Le touriste qui débarque à Kyōto ira derechef au bureau minicipal des bus qui se trouve à la gare. Il y trouvera les plans, les tickets, les renseignements. Les bus circulent de 6h30 à 22h et fonctionnent à l’inverse de la France (on monte par la porte du fond, on descend par celle de devant ; on paie à la descente). Le trajet coûtent 230¥ pour un adulte, 120 pour un gnome. A noter qu’il existe des cartes forfaitaires à la journée (bus ou mixte bus-métro), pratiques et économiques pour enchaîner les visites vu l’éclatement des points touristiques à travers la ville (500¥).

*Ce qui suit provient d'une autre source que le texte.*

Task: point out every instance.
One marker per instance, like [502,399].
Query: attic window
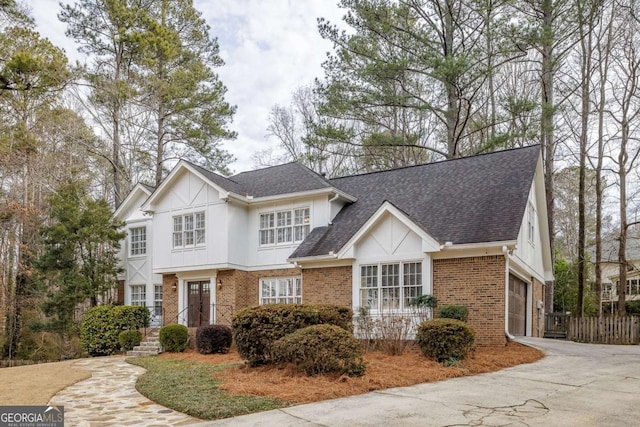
[189,230]
[531,221]
[284,227]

Kyōto : station de bus envahie de touristes.

L’huile de rotule

C’est comme l’huile de coude, mais à moins de marcher sur les mains…
Les gambettes et le vélo sont très prisées par chez moi. Kyōto, paradis de la pédale, où prendre une photo sans avoir un vélo garé dans le cadre n’est pas toujours évident…

La ruche, le nid

La topographie de Kyōto étant relativement plate, monter la petite reine (un vélo, pas une Japonaise) présente l’avantage d’activer les sangs sans trop se crever et de rogner sur les frais de transport passé l’amortissement de la bête. On peut en plus se garer (presque) n’importe où gratuitement. Le sport et les économies, le beurre et l’argent du beurre.
C’est surtout le plus intéressant pour découvrir la ville et ses environs, multiplier les arrêts dans les coins sympas, les petits magasins, les temples, etc. A noter pour les amateurs de sensations fortes et de vélo sans selle, je connais une petite route de campagne qui donne l’impression de rouler sur de la tôle ondulée…
Le touriste lambda peut facilement louer un vélo pour 500-1500¥ la journée, plus un éventuel surcoût d’équipement selon vos besoins (panier, casque, siège bébé…).
Les vols de vélo sont relativement rares. Après avoir constaté qu’à part moi personne n’utilisant d’antivol, j’ai arrêté de m’en servir. Si votre biclou a disparu, il n’est pas exclu de penser que vous étiez garé n’importe où et qu’il a été embarqué par la fourrière. La gare et le centre ville sont les seuls endroits où on ne peut se garer à la ounegaine et où on doit impérativement utiliser les parkings payants.
Niveau sécurité routière, vu le nombre de vélos en circulation, les automobilistes sont carrément rodés et attentifs à ne pas jouer les cow-boys. En dépit d’une conception très personnelle de la conduite, je ne me suis encore jamais fait emplafonner.

Photo bien cadrée et pas du tout surexposée de mon vélo devant un bureau de poste.
(Version mise à jour d’un article initialement publié le 29 mai 2012.)